More than 800 wealthy Australians are being investigated by the tax office after leaked documents linked them to a Panama law firm accused of thwarting regulators and police.
Panama law firm Mossack Fonseca became the focus of a massive leak of 11.5 million documents showing it routinely engages in business activities that potentially violate sanctions, as well as aiding and abetting tax evasion and money laundering.
More than 1,000 Australian links have reportedly been found in the data, including copies of the passports belonging to hundreds of Australians.
The Australian Tax Office is investigating.
"Currently we have identified over 800 individual [Australian] taxpayers and we have now linked over 120 of them to an associate offshore service provider located in Hong Kong,” the Australian Taxation Office said in a statement.
ATO Deputy Commissioner Michael Cranston said the office had ramped up its compliance work to deal with taxpayers who had failed to disclose offshore income and assets.
“The information we have includes some taxpayers who we have previously investigated, as well as a small number who disclosed their arrangements with us under the Project DO IT initiative,” Cranston said.
In 2014 the ATO started 'Project Do It,' an offshore disclosure initiative.
“It also includes a large number of taxpayers who haven’t previously come forward, including high wealth individuals, and we are already taking action on those cases," Cranston said.
"The message is clear - taxpayers can’t rely on these secret arrangements being kept secret and we will act on any information that is provided to us."
The leak revealed the hidden financial dealings of some of the world’s wealthiest people, including 12 current and former world leaders and 128 politicians and public officials around the globe.
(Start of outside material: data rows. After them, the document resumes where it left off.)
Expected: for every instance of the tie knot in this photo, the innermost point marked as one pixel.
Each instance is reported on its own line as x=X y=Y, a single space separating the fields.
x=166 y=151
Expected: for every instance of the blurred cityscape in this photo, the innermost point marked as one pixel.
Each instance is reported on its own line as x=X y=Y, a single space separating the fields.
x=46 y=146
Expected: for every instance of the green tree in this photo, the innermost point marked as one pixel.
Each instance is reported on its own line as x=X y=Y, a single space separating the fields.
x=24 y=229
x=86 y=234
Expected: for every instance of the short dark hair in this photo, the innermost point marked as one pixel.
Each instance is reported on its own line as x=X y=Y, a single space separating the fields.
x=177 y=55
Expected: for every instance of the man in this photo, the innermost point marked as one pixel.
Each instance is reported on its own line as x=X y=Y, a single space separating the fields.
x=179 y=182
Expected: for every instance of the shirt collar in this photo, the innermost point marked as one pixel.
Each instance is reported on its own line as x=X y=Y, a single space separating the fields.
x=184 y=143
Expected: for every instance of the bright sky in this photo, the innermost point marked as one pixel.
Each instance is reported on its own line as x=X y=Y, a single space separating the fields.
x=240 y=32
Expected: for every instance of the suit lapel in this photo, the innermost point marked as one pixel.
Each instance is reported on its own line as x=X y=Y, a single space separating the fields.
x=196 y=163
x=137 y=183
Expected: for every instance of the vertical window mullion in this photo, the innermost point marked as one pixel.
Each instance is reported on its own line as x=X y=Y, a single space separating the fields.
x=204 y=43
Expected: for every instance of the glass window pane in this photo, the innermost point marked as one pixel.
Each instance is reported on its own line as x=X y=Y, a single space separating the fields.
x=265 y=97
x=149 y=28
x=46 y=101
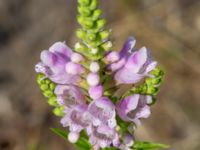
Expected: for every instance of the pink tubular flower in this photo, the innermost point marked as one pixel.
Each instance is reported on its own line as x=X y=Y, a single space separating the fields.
x=133 y=65
x=103 y=136
x=133 y=108
x=123 y=54
x=69 y=95
x=53 y=64
x=96 y=92
x=76 y=118
x=102 y=112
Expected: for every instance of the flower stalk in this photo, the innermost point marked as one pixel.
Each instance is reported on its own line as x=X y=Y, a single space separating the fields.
x=100 y=94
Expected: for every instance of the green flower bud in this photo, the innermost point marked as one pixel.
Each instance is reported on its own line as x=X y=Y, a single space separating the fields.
x=58 y=111
x=96 y=14
x=91 y=36
x=81 y=34
x=156 y=81
x=84 y=2
x=44 y=87
x=80 y=47
x=52 y=101
x=148 y=81
x=85 y=22
x=84 y=11
x=48 y=93
x=107 y=46
x=104 y=34
x=47 y=81
x=93 y=5
x=152 y=90
x=100 y=24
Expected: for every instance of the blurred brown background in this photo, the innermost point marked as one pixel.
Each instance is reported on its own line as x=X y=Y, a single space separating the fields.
x=170 y=28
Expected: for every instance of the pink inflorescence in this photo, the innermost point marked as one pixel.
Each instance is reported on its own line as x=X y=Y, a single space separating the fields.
x=88 y=92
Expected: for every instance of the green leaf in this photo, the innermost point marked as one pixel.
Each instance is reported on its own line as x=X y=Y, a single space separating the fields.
x=149 y=146
x=83 y=144
x=61 y=133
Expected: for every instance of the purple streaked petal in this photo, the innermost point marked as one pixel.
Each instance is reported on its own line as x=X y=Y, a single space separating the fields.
x=103 y=112
x=96 y=92
x=73 y=68
x=126 y=76
x=69 y=95
x=136 y=61
x=127 y=47
x=133 y=108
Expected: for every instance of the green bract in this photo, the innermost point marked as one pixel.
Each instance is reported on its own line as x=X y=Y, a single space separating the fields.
x=47 y=87
x=94 y=38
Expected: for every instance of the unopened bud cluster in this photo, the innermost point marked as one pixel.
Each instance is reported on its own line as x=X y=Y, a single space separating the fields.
x=98 y=91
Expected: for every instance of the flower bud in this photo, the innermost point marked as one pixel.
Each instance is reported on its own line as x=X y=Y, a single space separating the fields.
x=73 y=68
x=128 y=139
x=93 y=79
x=80 y=33
x=106 y=46
x=84 y=2
x=104 y=34
x=94 y=50
x=76 y=57
x=84 y=11
x=96 y=92
x=58 y=111
x=112 y=56
x=96 y=14
x=73 y=137
x=101 y=23
x=94 y=67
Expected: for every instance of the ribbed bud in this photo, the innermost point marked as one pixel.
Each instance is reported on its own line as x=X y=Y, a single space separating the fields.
x=100 y=24
x=58 y=111
x=84 y=11
x=104 y=34
x=107 y=46
x=93 y=5
x=84 y=2
x=96 y=14
x=81 y=33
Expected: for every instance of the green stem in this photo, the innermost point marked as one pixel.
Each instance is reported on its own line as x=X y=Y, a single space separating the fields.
x=94 y=38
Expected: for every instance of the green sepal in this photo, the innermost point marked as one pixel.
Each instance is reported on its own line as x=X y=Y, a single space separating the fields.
x=93 y=5
x=84 y=11
x=61 y=133
x=59 y=111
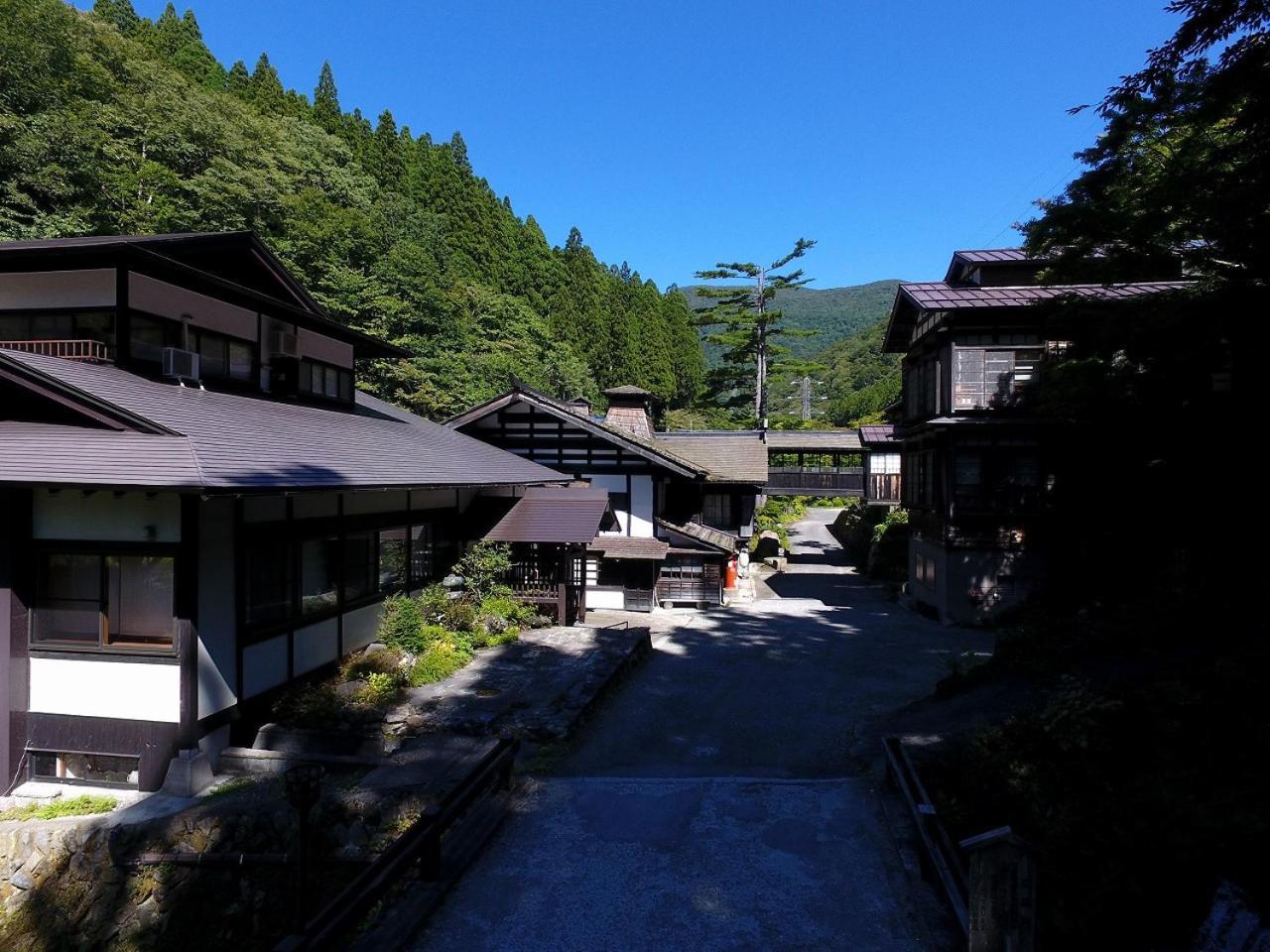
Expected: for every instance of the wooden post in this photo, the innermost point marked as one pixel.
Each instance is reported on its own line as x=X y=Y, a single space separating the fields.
x=1002 y=901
The leak also provides details of the hidden financial dealings of 128 more politicians and public officials around the world, and also includes at least 33 people and companies blacklisted by the U.S. government because of evidence some did business with drug lords, terrorist organisations and rogue nations, such as North Korea and Iran.
While having an offshore account isn’t illegal and can be used for legitimate purposes, the leaked documents -- which span more than 40 years -- provide an insight into the offshore world and the dark money that flows through it.